Urinary incontinence is a frequent condition that is usually clinically classified into three main subgroups: urge, stress and mixed. The latter, which can account for up to 50% of the patients, is notoriously heterogeneous. It is one of the reasons why the reports of therapeutic approaches to treat incontinence vary in the medical literature and it also explains the difficulty to compare results between studies.
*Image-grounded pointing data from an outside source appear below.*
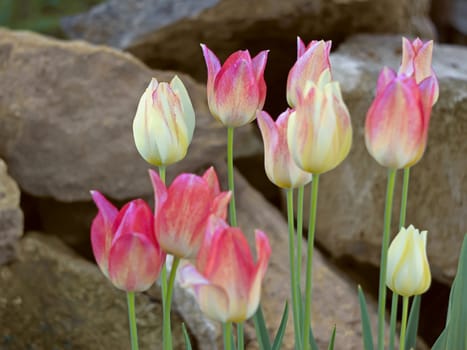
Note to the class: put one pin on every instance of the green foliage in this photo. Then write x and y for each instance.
(40, 15)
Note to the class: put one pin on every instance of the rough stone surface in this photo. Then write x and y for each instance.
(351, 204)
(66, 112)
(51, 298)
(11, 216)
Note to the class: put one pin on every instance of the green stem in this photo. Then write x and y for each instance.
(227, 336)
(130, 296)
(405, 309)
(309, 262)
(293, 278)
(232, 212)
(384, 256)
(392, 334)
(240, 337)
(167, 339)
(405, 192)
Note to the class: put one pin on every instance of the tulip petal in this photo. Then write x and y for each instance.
(134, 262)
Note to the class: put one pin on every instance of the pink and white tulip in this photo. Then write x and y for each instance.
(124, 244)
(280, 167)
(237, 89)
(319, 132)
(226, 279)
(312, 60)
(183, 209)
(164, 122)
(396, 128)
(416, 62)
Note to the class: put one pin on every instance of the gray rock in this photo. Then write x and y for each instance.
(66, 110)
(11, 216)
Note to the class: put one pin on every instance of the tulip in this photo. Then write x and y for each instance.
(319, 132)
(396, 127)
(124, 244)
(280, 167)
(183, 209)
(237, 89)
(416, 62)
(408, 271)
(226, 280)
(164, 122)
(312, 60)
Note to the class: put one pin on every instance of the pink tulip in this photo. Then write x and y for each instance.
(416, 62)
(226, 280)
(312, 60)
(183, 209)
(124, 244)
(280, 167)
(396, 126)
(237, 89)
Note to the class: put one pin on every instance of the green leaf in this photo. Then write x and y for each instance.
(281, 330)
(454, 335)
(412, 324)
(333, 337)
(186, 337)
(366, 328)
(261, 331)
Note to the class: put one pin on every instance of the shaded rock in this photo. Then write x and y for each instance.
(11, 216)
(351, 205)
(66, 112)
(53, 299)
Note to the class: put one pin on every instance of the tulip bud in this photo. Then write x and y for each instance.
(226, 280)
(280, 167)
(237, 89)
(182, 211)
(311, 62)
(416, 62)
(319, 132)
(124, 244)
(408, 272)
(164, 122)
(396, 127)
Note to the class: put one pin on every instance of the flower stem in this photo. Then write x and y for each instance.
(232, 212)
(167, 339)
(293, 278)
(405, 309)
(240, 338)
(384, 256)
(130, 296)
(309, 262)
(227, 336)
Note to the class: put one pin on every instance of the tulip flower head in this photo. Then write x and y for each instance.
(237, 89)
(280, 167)
(312, 60)
(396, 127)
(408, 271)
(226, 280)
(164, 122)
(124, 244)
(182, 211)
(416, 62)
(319, 132)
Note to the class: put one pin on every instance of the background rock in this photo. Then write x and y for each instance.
(66, 111)
(51, 298)
(11, 216)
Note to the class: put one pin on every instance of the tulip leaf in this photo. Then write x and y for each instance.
(412, 324)
(454, 335)
(186, 337)
(366, 328)
(281, 330)
(261, 331)
(332, 339)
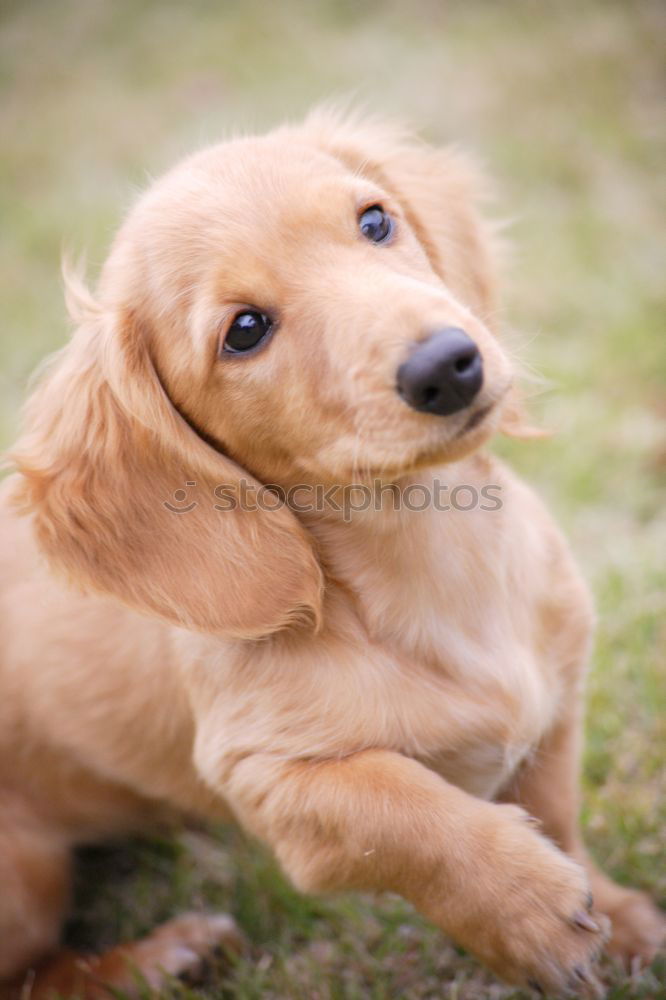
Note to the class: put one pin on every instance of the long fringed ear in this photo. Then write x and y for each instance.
(102, 457)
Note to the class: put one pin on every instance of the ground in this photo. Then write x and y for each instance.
(562, 102)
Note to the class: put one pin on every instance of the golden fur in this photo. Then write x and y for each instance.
(355, 693)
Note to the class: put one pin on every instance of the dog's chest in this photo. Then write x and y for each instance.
(463, 687)
(474, 712)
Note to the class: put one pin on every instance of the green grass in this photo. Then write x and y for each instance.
(562, 100)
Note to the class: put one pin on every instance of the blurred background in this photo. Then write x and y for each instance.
(564, 102)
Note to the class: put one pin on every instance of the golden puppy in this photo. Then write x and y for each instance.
(383, 695)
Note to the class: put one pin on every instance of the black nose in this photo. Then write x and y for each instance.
(443, 374)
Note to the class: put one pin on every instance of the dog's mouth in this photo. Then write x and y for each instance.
(475, 419)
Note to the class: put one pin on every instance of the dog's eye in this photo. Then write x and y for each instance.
(247, 330)
(375, 224)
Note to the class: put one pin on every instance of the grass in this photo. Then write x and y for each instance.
(563, 101)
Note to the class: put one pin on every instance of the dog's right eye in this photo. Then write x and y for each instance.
(246, 332)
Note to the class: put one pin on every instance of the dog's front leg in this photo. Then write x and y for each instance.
(547, 786)
(378, 820)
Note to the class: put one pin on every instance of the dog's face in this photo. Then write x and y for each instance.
(314, 305)
(295, 315)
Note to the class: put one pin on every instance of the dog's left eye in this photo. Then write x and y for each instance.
(375, 224)
(247, 330)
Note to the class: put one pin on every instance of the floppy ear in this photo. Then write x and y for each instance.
(102, 457)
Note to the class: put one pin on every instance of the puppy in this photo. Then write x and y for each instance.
(385, 696)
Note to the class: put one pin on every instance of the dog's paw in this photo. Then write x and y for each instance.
(533, 922)
(638, 928)
(182, 946)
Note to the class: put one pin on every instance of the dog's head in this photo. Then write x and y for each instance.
(316, 303)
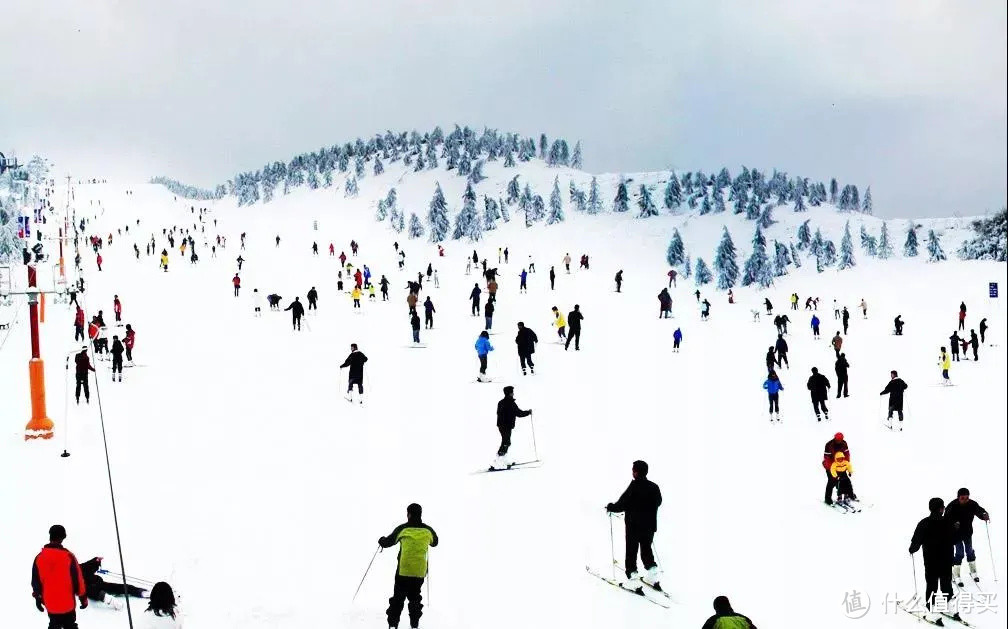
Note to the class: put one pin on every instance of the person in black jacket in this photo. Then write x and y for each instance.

In an attempt to address this problem and to clarify the field of urinary incontinence, we have developed new clinical classification of urinary incontinence (FPSUND) where each symptom related to incontinence is rated from 0 (no symptoms) to 3 (severe symptoms). In this acronym, "F" stands for frequency of micturition, "P" for the use of protection, "S" for the stress component of incontinence, "U" for urgency, "N" for the number of nocturnal micturition and "D" for the number of diurnal micturition.
Urologists from nine different centers across Canada were asked to evaluate female patients suffering from urinary incontinence using the FPSUND classification. A total of 148 women, aged 18 to 70, suffering from urinary incontinence were thus enrolled in the study. A second, independent evaluation of the same patients was performed by registered nurses or by urodynamic technicians. The reproducibility of the classification between two observers, as measured by the Weighted Kappa score was excellent, with kappa scores between 0.47 and 0.74 (p<0.05). Overall, the users of the classification found it very easy to use in a clinical setting.
We would like to propose the FPSUND classification of urinary incontinence as a useful mean to evaluate patients suffering from incontinence and as a way to assess treatment outcome.